You are having the kind of experience that comes along to each of us at least once in a lifetime, which for me was a choice between being taught and being a teacher, of sorts. We like being taught; it gives us something to lean on, someone whose opinion we can rely on, a friend who is stronger than we are. Then, there comes that day when we “graduate,” and have to find a way of sharing what we know with others, a way of being someone that OTHER people can lean on in their turn. That’s the difference between having a relationship with a man who leads us a merry chase (and the emphasis here is on the word “leads”) and the man who looks to us sometimes for inspiration (“looks to us” is the key expression here). There’s a similarity between the two experiences. While I won’t pretend that I think you can EASILY have Norwich and London at the same time, if you have a job in willing Norwich, then you’ll have money and eventually vacation time to go up to London and maybe visit old acquaintances or just the city itself. And THAT’S a way of having a threesome without being promiscuous (he!he! sorry, my sense of mischief got the better of me there). As to the teaching element I was talking about, maybe it would be possible to take it a bit more literally: could you maybe see yourself as a language coach for those welcoming folks in Norwich who had you in to their languages-speaking club, as a teacher (giver) for a change instead of an equal sharer? These are the only solutions that occur to me now, but I would like to think they might help. For myself, I have one friend who consents to teach me things periodically but whom I can also discuss things with by making a contribution myself to the discussion, and now I have several people whose manuscripts I am reading for free, because I enjoy being able to teach little tidbits I know about writing. (As you can see, I go for the threesome idea intellectually, if not literally!). And having been a thorough windbag by now myself, I should thank you heartily for the Peggy Lee clip and get off! Have a fine Pascal season.
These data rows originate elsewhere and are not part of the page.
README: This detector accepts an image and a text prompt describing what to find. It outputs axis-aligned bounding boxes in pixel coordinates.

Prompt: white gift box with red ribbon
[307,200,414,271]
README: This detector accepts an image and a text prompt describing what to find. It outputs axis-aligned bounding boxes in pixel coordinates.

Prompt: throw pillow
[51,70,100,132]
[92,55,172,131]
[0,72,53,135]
Wow! I’m in two minds. As for teaching, I am only qualified to teach English as a Foreign Language… And there are so many of us! Basically, unless I find a job in Norwich before my money runs out – it’s back to the big smokey city.That’s what will decide it, in the long run. Thank you so much for taking the time to read and comment.
Stick with it and soon you’ll be singing “Everything’s coming up Roses”!